5. A top coating for a building material, comprising a resin component and a photoinitiator component, said photoinitiator component inducing polymerization of said resin component when a mixture of said resin component and said photoinitiator component is exposed to UV radiation to thereby cure said top coating.

6. The top coating of claim 5, wherein said resin component includes an oligomer and a monomer.

7. The top coating of claim 6, wherein said oligomer is polyester acrylate and said monomer is neopentylglycol diacrylate.

8. The top coating of claim 7, wherein said resin component further includes dipropyleneglycol diacrylate and pentaerythritol triacrylate.

9. The top coating of claim 8, wherein the following constituent compounds are present in the following approximate weight percentages: polyester acrylate 10.00% to 40.00%, propoxylated neopentylglycol diacrylate 6.00% to 25.00%, dipropyleneglycol diacrylate 2.00% to 15.00%, pentaerythritol triacrylate 0.50% to 7.00%.

10. The top coating of claim 6, further comprising a pigment component.

11. The top coating of claim 10, wherein said pigment component includes CaCO3 and TiO2.

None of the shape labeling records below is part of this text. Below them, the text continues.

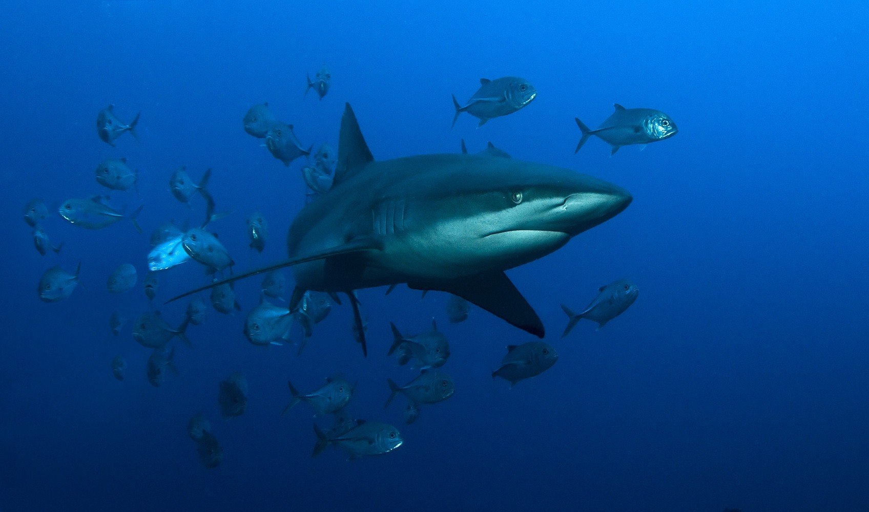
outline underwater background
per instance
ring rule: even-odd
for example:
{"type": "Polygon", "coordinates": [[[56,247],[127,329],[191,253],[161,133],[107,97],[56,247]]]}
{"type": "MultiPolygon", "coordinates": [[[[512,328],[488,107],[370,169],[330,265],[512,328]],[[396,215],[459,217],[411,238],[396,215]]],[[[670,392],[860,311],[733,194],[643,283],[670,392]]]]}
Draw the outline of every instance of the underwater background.
{"type": "MultiPolygon", "coordinates": [[[[869,10],[860,3],[230,3],[44,1],[0,18],[0,510],[869,510],[869,10]],[[317,101],[305,75],[322,64],[317,101]],[[538,97],[480,128],[450,128],[450,94],[481,77],[527,78],[538,97]],[[493,380],[506,345],[536,339],[473,308],[447,322],[447,295],[400,286],[360,291],[368,357],[345,301],[301,357],[256,347],[244,312],[210,311],[176,347],[177,375],[156,388],[149,351],[113,311],[151,307],[142,292],[148,233],[198,222],[168,192],[174,169],[234,213],[209,228],[236,270],[286,257],[304,205],[301,161],[289,167],[246,135],[242,117],[269,102],[307,148],[337,148],[344,102],[377,160],[471,152],[493,141],[514,158],[575,169],[634,195],[620,215],[508,275],[537,310],[559,362],[514,389],[493,380]],[[612,157],[592,138],[578,154],[573,118],[594,126],[613,103],[667,112],[678,135],[612,157]],[[95,134],[109,104],[141,110],[138,141],[95,134]],[[139,169],[140,235],[127,221],[70,225],[56,205],[102,194],[94,169],[126,157],[139,169]],[[44,227],[63,251],[40,256],[24,204],[45,200],[44,227]],[[263,253],[244,220],[268,219],[263,253]],[[62,302],[36,296],[42,273],[82,262],[62,302]],[[130,262],[139,284],[109,295],[130,262]],[[567,318],[601,285],[632,279],[640,296],[600,331],[567,318]],[[449,338],[442,368],[455,396],[404,425],[383,409],[386,379],[414,377],[386,357],[389,322],[449,338]],[[122,355],[127,377],[109,366],[122,355]],[[241,371],[244,415],[220,418],[217,383],[241,371]],[[395,452],[316,458],[310,409],[285,416],[286,382],[312,390],[343,372],[358,382],[357,417],[398,426],[395,452]],[[202,466],[186,431],[202,411],[224,450],[202,466]]],[[[189,264],[161,276],[153,307],[171,325],[206,284],[189,264]]],[[[287,272],[289,275],[289,272],[287,272]]],[[[247,312],[259,279],[236,284],[247,312]]]]}

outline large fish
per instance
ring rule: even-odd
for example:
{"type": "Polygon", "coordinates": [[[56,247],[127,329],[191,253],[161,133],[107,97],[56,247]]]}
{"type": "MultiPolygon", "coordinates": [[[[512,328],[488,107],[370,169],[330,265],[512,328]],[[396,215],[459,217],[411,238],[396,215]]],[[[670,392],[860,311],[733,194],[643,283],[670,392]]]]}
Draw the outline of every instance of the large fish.
{"type": "Polygon", "coordinates": [[[122,219],[129,219],[136,230],[142,233],[142,227],[136,218],[144,205],[136,208],[129,215],[124,215],[104,204],[103,199],[99,196],[90,199],[70,199],[63,201],[58,213],[73,226],[85,229],[103,229],[122,219]]]}
{"type": "Polygon", "coordinates": [[[582,137],[574,153],[578,152],[592,135],[597,135],[612,146],[612,155],[622,146],[657,142],[679,132],[676,123],[660,110],[625,108],[618,103],[615,104],[615,112],[594,130],[589,129],[579,117],[574,119],[576,126],[582,132],[582,137]]]}
{"type": "Polygon", "coordinates": [[[142,114],[141,112],[136,114],[133,121],[126,124],[121,122],[121,120],[115,115],[114,108],[115,105],[109,105],[96,115],[96,134],[101,141],[109,146],[115,146],[115,139],[124,132],[129,132],[129,135],[136,137],[136,125],[139,122],[139,115],[142,114]]]}
{"type": "Polygon", "coordinates": [[[561,338],[567,336],[580,318],[597,322],[598,329],[600,329],[607,322],[625,312],[639,294],[640,289],[636,285],[627,279],[618,279],[598,288],[598,296],[578,313],[562,304],[561,309],[567,315],[567,326],[564,328],[561,338]]]}
{"type": "Polygon", "coordinates": [[[302,142],[293,133],[293,125],[276,123],[266,134],[266,148],[272,156],[289,167],[289,162],[296,158],[310,154],[314,145],[311,144],[308,149],[302,148],[302,142]]]}
{"type": "Polygon", "coordinates": [[[504,271],[562,247],[631,202],[624,189],[517,159],[427,154],[375,161],[345,106],[335,183],[305,205],[289,259],[191,290],[292,266],[295,309],[307,290],[343,292],[366,353],[353,291],[407,283],[458,295],[541,338],[543,325],[504,271]]]}
{"type": "Polygon", "coordinates": [[[494,118],[513,114],[525,107],[537,97],[537,89],[527,80],[518,76],[504,76],[489,80],[480,79],[480,89],[474,93],[464,107],[459,104],[453,95],[453,107],[455,115],[453,116],[453,126],[455,126],[459,115],[468,112],[480,120],[481,127],[486,121],[494,118]]]}

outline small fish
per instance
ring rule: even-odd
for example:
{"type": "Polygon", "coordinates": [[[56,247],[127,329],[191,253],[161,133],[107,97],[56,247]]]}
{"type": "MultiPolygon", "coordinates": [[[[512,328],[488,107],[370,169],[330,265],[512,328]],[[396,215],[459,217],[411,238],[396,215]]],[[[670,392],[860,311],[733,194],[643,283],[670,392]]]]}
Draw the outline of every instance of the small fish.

12. The top coating of claim 11, wherein said pigment component further includes at least one dispersal aid.

13. The top coating of claim 12, further comprising a dispersal aid for each of said CaCO3 and TiO2 pigments.

14. The top coating of claim 13, further comprising a defoamer.

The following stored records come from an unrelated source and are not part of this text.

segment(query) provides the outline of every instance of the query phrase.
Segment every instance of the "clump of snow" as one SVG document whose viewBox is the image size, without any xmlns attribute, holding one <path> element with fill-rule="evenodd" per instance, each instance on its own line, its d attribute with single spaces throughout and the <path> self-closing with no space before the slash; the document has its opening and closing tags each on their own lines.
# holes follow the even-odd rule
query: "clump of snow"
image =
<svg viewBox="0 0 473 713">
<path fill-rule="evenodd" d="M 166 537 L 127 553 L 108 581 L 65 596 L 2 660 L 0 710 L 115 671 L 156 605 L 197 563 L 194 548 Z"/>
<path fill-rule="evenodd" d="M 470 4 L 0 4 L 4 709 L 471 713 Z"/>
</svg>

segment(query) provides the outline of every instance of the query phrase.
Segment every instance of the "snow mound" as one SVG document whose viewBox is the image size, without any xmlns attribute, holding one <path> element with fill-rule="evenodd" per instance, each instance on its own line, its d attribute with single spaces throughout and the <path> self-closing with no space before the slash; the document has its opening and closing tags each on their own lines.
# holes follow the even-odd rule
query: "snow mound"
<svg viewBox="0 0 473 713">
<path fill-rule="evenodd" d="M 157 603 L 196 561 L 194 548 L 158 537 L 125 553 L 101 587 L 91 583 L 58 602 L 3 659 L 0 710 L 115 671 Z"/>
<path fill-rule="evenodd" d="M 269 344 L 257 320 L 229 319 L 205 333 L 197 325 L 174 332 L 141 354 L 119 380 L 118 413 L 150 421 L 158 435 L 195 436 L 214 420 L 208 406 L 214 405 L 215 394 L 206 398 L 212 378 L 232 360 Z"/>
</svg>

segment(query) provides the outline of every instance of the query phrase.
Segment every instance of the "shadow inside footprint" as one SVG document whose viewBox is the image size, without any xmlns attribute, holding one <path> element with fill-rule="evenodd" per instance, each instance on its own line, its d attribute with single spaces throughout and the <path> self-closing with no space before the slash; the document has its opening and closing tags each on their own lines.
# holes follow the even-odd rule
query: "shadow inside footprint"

15. The top coating of claim 14, wherein the following constituent components are present in the following approximate weight percentages: CaCO3 5.00% to 40.00%, TiO2 5.00% to 40.00%, dispersal aids 0.30% to 7.00%, defoamer 0.10%-1.50%.

16. The top coating of claim 15, wherein said photoinitiator component includes a plurality of photoinitiators with a combined total weight percentage of 0.60% to 11.00%.

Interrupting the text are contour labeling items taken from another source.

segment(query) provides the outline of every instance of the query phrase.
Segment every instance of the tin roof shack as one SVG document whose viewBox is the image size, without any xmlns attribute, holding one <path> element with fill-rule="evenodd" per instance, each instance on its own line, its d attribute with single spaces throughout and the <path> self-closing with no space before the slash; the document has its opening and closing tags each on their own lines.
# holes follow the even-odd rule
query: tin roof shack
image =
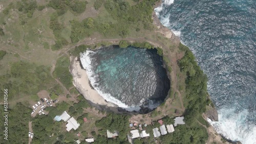
<svg viewBox="0 0 256 144">
<path fill-rule="evenodd" d="M 176 127 L 178 125 L 184 125 L 185 122 L 183 121 L 184 116 L 178 116 L 174 119 L 174 126 Z"/>
<path fill-rule="evenodd" d="M 140 137 L 140 133 L 139 133 L 139 130 L 137 129 L 131 130 L 130 132 L 132 134 L 132 139 Z"/>
<path fill-rule="evenodd" d="M 93 138 L 87 138 L 87 139 L 86 139 L 86 141 L 87 142 L 92 142 L 94 141 L 94 139 L 93 139 Z"/>
<path fill-rule="evenodd" d="M 145 137 L 147 136 L 150 136 L 150 134 L 146 133 L 145 130 L 141 131 L 141 133 L 140 133 L 140 137 Z"/>
<path fill-rule="evenodd" d="M 163 125 L 160 127 L 160 129 L 161 131 L 161 134 L 162 135 L 165 135 L 167 134 L 166 128 L 165 128 L 165 125 Z"/>
<path fill-rule="evenodd" d="M 106 130 L 106 136 L 108 136 L 108 138 L 113 138 L 116 136 L 118 136 L 118 132 L 116 131 L 114 131 L 114 133 L 113 133 L 109 130 Z"/>
<path fill-rule="evenodd" d="M 71 116 L 67 112 L 67 111 L 65 111 L 60 115 L 56 115 L 54 117 L 54 120 L 56 121 L 59 122 L 61 120 L 64 121 L 64 122 L 67 122 L 70 118 Z"/>
<path fill-rule="evenodd" d="M 168 133 L 173 132 L 174 131 L 174 128 L 173 125 L 166 125 L 166 128 Z"/>
<path fill-rule="evenodd" d="M 67 130 L 69 132 L 72 129 L 75 130 L 76 130 L 79 126 L 80 124 L 77 123 L 77 121 L 74 117 L 72 117 L 68 121 L 68 124 L 66 125 L 66 127 Z"/>
</svg>

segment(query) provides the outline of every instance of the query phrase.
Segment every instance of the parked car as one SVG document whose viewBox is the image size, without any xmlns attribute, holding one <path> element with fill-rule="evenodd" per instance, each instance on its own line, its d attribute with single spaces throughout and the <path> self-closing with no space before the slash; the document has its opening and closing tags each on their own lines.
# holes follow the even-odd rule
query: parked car
<svg viewBox="0 0 256 144">
<path fill-rule="evenodd" d="M 37 102 L 37 104 L 38 104 L 38 105 L 42 105 L 42 104 L 41 103 L 40 103 L 40 101 L 38 101 Z"/>
</svg>

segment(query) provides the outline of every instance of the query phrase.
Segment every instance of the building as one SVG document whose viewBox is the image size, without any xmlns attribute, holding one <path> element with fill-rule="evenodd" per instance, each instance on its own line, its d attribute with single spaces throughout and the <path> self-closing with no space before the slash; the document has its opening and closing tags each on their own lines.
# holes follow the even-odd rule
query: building
<svg viewBox="0 0 256 144">
<path fill-rule="evenodd" d="M 174 131 L 174 125 L 166 125 L 166 128 L 168 133 L 173 132 Z"/>
<path fill-rule="evenodd" d="M 167 134 L 166 128 L 165 128 L 165 125 L 163 125 L 160 127 L 160 129 L 161 131 L 161 134 L 162 135 L 165 135 Z"/>
<path fill-rule="evenodd" d="M 69 132 L 72 129 L 75 130 L 76 130 L 79 126 L 80 124 L 77 123 L 74 117 L 72 117 L 68 120 L 68 124 L 67 124 L 66 127 L 67 130 Z"/>
<path fill-rule="evenodd" d="M 130 131 L 132 134 L 132 138 L 135 138 L 140 137 L 140 133 L 139 133 L 139 130 L 137 129 L 131 130 Z"/>
<path fill-rule="evenodd" d="M 161 134 L 160 133 L 160 132 L 158 130 L 159 130 L 159 129 L 158 128 L 155 128 L 153 129 L 154 137 L 159 137 L 161 135 Z"/>
<path fill-rule="evenodd" d="M 87 141 L 88 142 L 92 142 L 94 141 L 94 139 L 93 139 L 93 138 L 87 138 L 86 139 L 86 141 Z"/>
<path fill-rule="evenodd" d="M 67 112 L 67 111 L 65 111 L 60 115 L 56 115 L 54 119 L 56 121 L 59 122 L 61 120 L 64 121 L 64 122 L 67 122 L 70 118 L 70 115 Z"/>
<path fill-rule="evenodd" d="M 159 124 L 160 124 L 160 125 L 162 126 L 163 125 L 163 120 L 162 120 L 162 119 L 159 120 L 158 123 L 159 123 Z"/>
<path fill-rule="evenodd" d="M 183 121 L 184 116 L 178 116 L 175 117 L 174 121 L 174 126 L 176 127 L 177 125 L 184 125 L 185 124 L 185 122 Z"/>
<path fill-rule="evenodd" d="M 140 133 L 140 137 L 145 137 L 147 136 L 150 136 L 150 134 L 146 133 L 145 130 L 141 131 L 141 133 Z"/>
<path fill-rule="evenodd" d="M 115 131 L 114 132 L 114 133 L 113 133 L 109 130 L 106 130 L 106 136 L 108 136 L 108 138 L 113 138 L 118 136 L 118 132 L 117 131 Z"/>
<path fill-rule="evenodd" d="M 79 139 L 76 140 L 76 143 L 77 143 L 77 144 L 79 144 L 80 143 L 81 143 Z"/>
</svg>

17. The top coating of claim 9, wherein the following constituent compounds are present in the following approximate weight percentages: polyester acrylate 30.00%, propoxylated neopentylglycol diacrylate 17.5%, dipropyleneglycol diacrylate 7.7%, pentaerythritol triacrylate 3.0%, CaCO3 23.5%, TiO2 11.0%, dispersal aids 2.8%, defoamer 0.5%, said plurality of photoinitiators having a combined total weight percentage of 4.0%.

18. A method for making a roofing material, comprising the steps of:

(a) providing an asphalt-based substantially planar substrate with top and bottom surfaces;

(b) preparing a flowable UV-curable coating;

(c) applying the UV-curable coating to the top surface of the substrate; and

(d) curing the coating with UV radiation to solidify the coating.

19. The method of claim 18, wherein said step of preparing includes the steps of:

(f) mixing at least one resin with at least one pigment to form an intermediate pigment mixture;

(g) mixing at least one photoinitiator with at least one other resin to form an intermediate photoinitiator solution;

(h) mixing the intermediate pigment mix and the intermediate photoinitiator mix.

20. The method of claim 19, wherein said step (f) of mixing includes mixing the following constituent compounds in the following approximate weight percents: polyester acrylate 10.00% to 40.00%, propoxylated neopentylglycol diacrylate 6.00% to 25.00%, CaCO3 5.00% to 45.00%, Titanium Kronos 2160 5.00% to 40.00%, Titanium Ukraine 2160 5.00% to 40.00%, Disperbyk 168 0.30% to 5.50%, Disperbyk 111 0.02% to 1.50%, BYK 1790 0.10% to 1.50%, and said step (g) includes mixing the following constituent compounds in the following weight percents: dipropyleneglycol diacrylate 2.00% to 15.00%, pentaerythritol triacrylate 0.50% to 7.00%, Omnirad 481 0.50% to 5.50% and Omnirad TPO 0.10% to 5.50%.

21. The method of claim 20, wherein said step of curing is conduced under a UV light emitting greater than or equal to about 300 watts per inch.